Studien zum CI-Hören

„Wir haben in unseren Studien nachgewiesen, dass sie mehr als zwei Jahre lang lernen, mit dem CI zu hören“, erklärt der Spezialist, warum CI-Nutzer nicht schon nach wenigen Monaten die Geduld verlieren sollen. Auf die ersten Musik-Eindrücke warten die meisten Nutzer aber nicht so lange. „Ein Drittel aller Patienten hören gleich nach der Aktivierung erstmals Musik, unabhängig von den Ratschlägen des Arztes oder Technikers.

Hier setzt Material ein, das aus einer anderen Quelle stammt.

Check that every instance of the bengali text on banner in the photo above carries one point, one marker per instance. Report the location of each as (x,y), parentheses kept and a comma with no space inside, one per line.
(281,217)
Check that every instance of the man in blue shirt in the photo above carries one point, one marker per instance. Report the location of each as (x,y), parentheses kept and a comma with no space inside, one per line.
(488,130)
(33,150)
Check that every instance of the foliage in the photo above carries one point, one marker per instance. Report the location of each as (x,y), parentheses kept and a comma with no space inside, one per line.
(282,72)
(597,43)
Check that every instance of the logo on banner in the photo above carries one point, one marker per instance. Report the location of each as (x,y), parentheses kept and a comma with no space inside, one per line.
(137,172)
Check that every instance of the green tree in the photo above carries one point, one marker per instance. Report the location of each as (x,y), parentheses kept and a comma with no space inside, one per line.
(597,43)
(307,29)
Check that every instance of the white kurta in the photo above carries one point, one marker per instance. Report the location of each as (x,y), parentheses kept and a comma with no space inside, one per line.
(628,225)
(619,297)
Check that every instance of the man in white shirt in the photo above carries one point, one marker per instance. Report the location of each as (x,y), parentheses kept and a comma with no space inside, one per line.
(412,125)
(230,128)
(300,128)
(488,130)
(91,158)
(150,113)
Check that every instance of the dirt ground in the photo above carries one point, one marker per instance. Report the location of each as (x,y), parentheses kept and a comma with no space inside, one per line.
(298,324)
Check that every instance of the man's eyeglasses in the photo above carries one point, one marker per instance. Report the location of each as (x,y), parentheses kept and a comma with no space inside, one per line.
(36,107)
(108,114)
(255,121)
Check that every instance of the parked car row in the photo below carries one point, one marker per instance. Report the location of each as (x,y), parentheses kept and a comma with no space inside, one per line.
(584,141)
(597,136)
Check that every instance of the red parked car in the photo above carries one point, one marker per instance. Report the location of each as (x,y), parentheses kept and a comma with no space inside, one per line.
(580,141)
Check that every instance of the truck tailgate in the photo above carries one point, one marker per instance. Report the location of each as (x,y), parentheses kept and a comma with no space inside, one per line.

Drei Monate nach der Operation hat faktisch jeder Patient einmal versucht Musik zu hören.“ Bei einer Studie wurden auch die bevorzugten Musikrichtungen untersucht: „Führend sind DJ Ötzi und Andreas Gabalier.“ Zwei Drittel aller CI-Nutzer bevorzugen Volkstümliche Musik, es folgen Schlager und Klassik. „Techno ist wenig geschätzt. Das liegt aber vielleicht an der Zusammensetzung der Studienteilnehmern, bei der junge CI-Nutzer fehlten.“

Dieser Beitrag ist die Zusammenfassung eines Vortrags von Univ. Prof. Dr. Wolf-Dieter Baumgartner, MBA, HNO-Chirurg und CI-Experte an der Universitätsklinik Wien, im Rahmen eines Publikumstages der MED-EL Initiative HÖREN BEWEGT im Frühling 2019 im Wiener Haus der Musik.